Susanne Jutzeler, Schweiz/ Pixabay
Schönbrunn Palace, Vienna, Austria
Source: Susanne Jutzeler, Schweiz/ Pixabay

At First Opposites Attract

The Empress, released on Netflix in September 2022, details the early relationship of Elisabeth (Devrim Lingnau) and Franz (Philip Froissant). It is also a great example of how the very qualities we are first drawn to in a partner can become the qualities we want to change.

Quite often, the traits we find attractive in romantic partners are those that we lack, and thus a relationship with this person would provide balance.

For example, perhaps you're extraverted and you find yourself attracted to a quieter partner. They let you have the social spotlight so that you can chat to your heart's content and provide a nice counterbalance to your social energy. Plus, they love that you're willing to do the heavy lifting with small talk.

Seems perfect, doesn't it?

And it is, except that the differences that first draw us to our partners can easily become points of contention. The balance can quickly turn to discord.

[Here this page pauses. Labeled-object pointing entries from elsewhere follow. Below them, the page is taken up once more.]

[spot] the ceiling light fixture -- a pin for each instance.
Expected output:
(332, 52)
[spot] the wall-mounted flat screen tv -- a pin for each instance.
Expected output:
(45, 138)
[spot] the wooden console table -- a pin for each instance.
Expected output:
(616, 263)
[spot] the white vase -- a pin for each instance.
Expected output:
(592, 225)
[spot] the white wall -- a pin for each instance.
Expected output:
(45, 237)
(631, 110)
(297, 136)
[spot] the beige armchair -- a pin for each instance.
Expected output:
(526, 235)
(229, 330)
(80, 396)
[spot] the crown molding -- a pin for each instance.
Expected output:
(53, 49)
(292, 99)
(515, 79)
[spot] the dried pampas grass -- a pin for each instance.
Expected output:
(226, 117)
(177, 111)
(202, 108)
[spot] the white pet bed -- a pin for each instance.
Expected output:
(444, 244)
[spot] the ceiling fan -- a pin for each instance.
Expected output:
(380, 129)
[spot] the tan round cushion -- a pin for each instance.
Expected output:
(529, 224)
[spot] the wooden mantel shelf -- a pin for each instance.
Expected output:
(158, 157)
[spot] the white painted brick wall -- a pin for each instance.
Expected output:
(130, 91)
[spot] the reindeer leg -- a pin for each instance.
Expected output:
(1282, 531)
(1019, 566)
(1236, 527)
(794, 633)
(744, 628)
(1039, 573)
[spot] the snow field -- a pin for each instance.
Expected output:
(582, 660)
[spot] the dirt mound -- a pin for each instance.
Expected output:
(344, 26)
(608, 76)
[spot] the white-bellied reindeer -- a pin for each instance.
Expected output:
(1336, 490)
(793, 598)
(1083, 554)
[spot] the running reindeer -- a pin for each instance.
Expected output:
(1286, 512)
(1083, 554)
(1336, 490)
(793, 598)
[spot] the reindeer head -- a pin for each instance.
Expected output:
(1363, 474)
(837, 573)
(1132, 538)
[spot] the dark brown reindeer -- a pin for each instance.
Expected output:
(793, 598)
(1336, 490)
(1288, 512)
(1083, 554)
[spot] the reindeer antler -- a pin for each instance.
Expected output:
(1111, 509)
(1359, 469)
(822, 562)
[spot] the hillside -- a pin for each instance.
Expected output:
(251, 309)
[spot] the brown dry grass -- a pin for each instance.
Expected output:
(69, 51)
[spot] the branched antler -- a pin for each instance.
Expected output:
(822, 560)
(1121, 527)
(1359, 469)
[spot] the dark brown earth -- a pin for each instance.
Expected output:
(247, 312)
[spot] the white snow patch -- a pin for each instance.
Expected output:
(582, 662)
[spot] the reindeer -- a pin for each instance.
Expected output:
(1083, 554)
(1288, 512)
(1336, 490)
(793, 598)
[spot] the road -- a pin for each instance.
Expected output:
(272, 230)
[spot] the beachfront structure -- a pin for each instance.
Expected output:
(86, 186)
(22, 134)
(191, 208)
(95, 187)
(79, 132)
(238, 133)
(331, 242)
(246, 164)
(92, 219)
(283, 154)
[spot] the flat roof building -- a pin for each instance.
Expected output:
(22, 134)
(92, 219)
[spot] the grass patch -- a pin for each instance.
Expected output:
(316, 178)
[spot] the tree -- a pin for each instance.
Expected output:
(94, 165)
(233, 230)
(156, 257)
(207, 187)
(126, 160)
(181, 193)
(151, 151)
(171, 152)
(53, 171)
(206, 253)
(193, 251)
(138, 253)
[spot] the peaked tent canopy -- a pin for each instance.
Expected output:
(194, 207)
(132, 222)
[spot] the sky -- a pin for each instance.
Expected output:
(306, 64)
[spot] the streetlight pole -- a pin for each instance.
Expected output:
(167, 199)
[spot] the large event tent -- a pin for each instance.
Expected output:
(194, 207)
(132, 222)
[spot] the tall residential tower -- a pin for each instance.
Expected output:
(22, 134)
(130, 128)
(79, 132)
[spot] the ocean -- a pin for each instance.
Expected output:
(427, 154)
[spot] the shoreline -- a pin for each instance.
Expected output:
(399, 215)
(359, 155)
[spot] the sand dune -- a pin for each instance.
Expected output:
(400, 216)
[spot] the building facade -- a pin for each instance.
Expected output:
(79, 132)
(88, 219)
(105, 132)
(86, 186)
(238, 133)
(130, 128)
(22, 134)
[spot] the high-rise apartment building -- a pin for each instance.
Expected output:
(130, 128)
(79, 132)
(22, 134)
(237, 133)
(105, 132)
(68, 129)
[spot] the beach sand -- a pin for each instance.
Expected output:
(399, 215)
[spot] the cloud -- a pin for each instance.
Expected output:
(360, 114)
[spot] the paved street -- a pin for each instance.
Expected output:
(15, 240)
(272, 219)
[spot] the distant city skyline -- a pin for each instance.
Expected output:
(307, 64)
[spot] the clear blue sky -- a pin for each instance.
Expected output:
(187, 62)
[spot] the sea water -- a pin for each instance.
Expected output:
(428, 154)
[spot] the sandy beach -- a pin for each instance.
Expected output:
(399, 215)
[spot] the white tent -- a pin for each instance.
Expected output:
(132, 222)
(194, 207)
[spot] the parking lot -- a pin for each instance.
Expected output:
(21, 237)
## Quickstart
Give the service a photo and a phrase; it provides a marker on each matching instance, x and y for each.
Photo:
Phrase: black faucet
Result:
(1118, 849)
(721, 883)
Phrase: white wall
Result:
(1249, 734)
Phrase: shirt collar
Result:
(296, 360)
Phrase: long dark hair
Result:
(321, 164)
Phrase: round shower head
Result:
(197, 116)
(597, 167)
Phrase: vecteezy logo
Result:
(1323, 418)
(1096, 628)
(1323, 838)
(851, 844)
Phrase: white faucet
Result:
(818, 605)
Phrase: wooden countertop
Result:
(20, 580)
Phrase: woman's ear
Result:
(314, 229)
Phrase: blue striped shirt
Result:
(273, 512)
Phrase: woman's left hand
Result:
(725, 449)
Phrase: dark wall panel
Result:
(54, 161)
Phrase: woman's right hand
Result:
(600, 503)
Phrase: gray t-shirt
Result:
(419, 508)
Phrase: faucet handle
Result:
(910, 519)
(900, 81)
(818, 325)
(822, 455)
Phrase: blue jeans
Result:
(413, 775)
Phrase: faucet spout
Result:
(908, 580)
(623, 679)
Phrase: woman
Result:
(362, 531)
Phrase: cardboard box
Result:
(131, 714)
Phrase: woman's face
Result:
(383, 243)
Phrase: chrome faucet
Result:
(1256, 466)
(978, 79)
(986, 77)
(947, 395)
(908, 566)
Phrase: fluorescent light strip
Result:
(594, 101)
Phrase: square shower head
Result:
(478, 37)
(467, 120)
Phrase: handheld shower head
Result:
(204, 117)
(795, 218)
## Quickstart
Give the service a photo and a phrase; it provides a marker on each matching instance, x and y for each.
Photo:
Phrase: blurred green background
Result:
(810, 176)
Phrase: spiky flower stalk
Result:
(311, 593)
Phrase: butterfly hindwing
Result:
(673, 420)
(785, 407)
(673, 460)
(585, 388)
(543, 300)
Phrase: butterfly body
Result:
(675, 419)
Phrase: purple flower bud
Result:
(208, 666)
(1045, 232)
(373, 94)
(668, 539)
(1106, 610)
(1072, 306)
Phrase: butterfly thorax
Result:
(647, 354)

It was nice to have all the airtime at first, but maybe you start getting annoyed that your partner doesn't speak more. You wish they'd join conversations and not just stand there.

Then Opposites Repel

This very dynamic unfolds during the first season of The Empress.

Franz is captivated by Elisabeth's unfiltered authenticity and impulsivity. She savors life, following her desires without worrying about decorum. He tells her that he needs someone like her in his life, someone who can make him feel alive and unburdened, as he did before becoming emperor. When she challenges him with the idea that he doesn't know her, he describes her: "You tell the truth when no one else will. And you don't see things like the others. I need someone like you."

That is a truly lovely sentiment. The only problem is that her vivacious lust for life is not a quality an empress should embody. And Franz knows this, having been encumbered with the sober duty that comes with leadership.

While Franz loved her spiritedness, this very trait becomes the main reason for conflict in their marriage. She doesn't follow the rules and causes confusion (or even outright chaos) as a result. Suddenly the reason that he fell in love with her becomes something he needs her to change.

You Can't Change Your Partner

Sometimes our partners change, and sometimes they even change for us, but it must be their own doing. You cannot force your partner to change, and that’s especially true if it's changing a part of themselves that they love or is connected to their core values.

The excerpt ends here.